Too thin, they always told him. Ya look like a stick Mikey. A walkin’ talkin’ cold-blooded stick. Now gimme the pizza. But still, shell and all, he’s weaving under their punches like nothing, because no turtles are not amazingly slow or fat thank-you-very-much. It’s called muscle. And he’s still dodging, because until push comes to shove, he’s not going to be throwing too many punches. He’s not Raph. He’s not Leo. Donnie gets it, but Donnie’s not here.
But there’s this dull roar in his head and it won’t leave him alone so he keeps on leaping out of the way like he’s dodging the bellowing that’s echoing in his skull instead of the fists aimed for the same place, and it’s just so much all at once, because he can’t really process it all anymore, and process is such a big word, kind of like those huge one Donnie uses all the time, but not so big, and definitely not as big as the guy that’s running towards him with his fists out, since elephant-man is way too big to dodge in time and…and this just plain sucks.
A lot.
Suddenly the guy’s holding him up against a chimney or something, and somewhere along the line he gained a cracked rib. Or two. Maybe more, he’ll finish counting when the stars have the good grace to stop dancing along his line of vision. But he should probably focus on what the guy is saying, right?

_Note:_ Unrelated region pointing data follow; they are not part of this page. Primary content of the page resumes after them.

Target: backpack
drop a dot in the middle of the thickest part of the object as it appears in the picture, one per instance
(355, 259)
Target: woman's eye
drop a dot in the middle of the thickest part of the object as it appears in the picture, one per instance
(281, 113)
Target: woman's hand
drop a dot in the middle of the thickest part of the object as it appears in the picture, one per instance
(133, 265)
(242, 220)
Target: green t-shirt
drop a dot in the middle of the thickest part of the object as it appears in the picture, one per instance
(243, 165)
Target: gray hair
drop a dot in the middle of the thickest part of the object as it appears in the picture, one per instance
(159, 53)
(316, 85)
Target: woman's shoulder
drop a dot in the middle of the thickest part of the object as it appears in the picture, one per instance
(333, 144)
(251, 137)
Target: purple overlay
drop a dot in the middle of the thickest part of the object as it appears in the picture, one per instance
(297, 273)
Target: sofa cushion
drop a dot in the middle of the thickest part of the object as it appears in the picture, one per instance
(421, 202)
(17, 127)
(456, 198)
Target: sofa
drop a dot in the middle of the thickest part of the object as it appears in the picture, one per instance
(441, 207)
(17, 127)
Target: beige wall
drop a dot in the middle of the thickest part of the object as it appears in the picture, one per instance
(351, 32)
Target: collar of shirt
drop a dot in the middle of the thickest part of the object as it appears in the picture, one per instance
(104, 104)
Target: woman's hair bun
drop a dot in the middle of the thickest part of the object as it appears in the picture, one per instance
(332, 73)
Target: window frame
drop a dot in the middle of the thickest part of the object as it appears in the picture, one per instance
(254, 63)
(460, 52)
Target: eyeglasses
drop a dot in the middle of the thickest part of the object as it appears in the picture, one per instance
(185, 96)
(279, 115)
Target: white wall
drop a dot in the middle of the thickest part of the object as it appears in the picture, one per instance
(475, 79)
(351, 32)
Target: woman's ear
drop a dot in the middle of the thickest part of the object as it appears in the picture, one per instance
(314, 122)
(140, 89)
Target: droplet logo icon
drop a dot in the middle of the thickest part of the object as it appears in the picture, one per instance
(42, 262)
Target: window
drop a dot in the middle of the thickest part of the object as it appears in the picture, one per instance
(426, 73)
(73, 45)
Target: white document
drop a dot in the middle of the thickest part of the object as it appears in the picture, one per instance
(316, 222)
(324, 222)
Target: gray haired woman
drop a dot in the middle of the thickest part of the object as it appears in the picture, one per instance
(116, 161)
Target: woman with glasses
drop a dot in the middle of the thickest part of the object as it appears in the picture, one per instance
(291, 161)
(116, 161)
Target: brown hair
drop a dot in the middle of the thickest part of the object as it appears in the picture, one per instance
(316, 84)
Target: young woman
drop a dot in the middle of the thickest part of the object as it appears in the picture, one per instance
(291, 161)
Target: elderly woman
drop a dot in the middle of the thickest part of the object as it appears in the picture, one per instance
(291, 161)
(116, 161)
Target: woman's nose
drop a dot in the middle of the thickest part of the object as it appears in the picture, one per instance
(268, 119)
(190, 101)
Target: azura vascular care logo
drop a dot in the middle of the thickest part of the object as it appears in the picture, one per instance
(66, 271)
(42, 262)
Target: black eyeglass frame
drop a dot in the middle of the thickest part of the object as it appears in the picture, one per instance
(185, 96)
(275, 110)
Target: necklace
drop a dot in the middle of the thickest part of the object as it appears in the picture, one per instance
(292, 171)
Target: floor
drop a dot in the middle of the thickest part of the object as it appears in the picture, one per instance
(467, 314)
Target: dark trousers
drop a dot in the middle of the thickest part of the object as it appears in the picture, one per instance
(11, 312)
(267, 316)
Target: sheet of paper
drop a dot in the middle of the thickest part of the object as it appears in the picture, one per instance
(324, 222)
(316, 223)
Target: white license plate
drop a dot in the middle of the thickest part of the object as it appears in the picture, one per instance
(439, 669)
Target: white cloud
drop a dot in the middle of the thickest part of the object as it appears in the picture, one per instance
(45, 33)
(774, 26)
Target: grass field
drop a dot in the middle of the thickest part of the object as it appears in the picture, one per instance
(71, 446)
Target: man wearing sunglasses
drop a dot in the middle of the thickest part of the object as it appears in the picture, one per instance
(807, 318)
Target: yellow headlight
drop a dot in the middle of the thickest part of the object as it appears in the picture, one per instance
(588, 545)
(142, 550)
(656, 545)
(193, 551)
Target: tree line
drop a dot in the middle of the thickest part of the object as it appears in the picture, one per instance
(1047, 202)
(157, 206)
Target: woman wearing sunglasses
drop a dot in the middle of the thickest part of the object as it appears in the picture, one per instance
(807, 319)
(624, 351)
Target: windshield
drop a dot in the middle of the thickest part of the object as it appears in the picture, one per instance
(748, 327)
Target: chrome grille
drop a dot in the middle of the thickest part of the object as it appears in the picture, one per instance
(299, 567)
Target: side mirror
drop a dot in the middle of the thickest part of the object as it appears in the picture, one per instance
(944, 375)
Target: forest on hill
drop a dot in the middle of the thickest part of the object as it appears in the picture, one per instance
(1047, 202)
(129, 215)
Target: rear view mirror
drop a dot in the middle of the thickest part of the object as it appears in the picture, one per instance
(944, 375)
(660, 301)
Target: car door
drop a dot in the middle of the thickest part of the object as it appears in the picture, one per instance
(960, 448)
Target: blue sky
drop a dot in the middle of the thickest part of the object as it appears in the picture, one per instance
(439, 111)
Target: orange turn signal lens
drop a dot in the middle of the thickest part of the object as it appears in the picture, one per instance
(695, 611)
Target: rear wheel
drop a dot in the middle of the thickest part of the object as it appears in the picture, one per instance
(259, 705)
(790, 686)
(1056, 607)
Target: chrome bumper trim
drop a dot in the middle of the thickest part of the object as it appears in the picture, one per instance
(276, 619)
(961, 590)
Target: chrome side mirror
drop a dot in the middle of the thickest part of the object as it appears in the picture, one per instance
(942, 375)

“…purple? Fa fanculo…!” The rest is gibberish. He should probably know the gibberish…but he doesn’t. Donnie would. (Name a language, he knows it) Leo would. (Favorite son can’t be shown up in communication skills now can he?) Hell, even Raph. (With the amount of time he spends out on patrol, he probably knows the most. Well, he knows the stuff that matters. Knows the “HELP!”s from the guys venting their problems for a purpose.) Final verdict? New York has way too many languages.
Oh. Right. He’s supposed to be paying attention.
Huh, Mammoth-man’s not from around these parts. Imported hands? Or is he just fresh from some little Mom and Pop town out in Russia; Maybe one of those random ‘stans that he can never tell apart…or something like that? Maybe Spanish, he sounds almost Spanish-ish. He’s definitely not Japanese; definitely not the Foot. But he knew that already, since Foot lackeys always ignore him. He’s still convinced that Karai probably ordered the lot of them to only go after Leo.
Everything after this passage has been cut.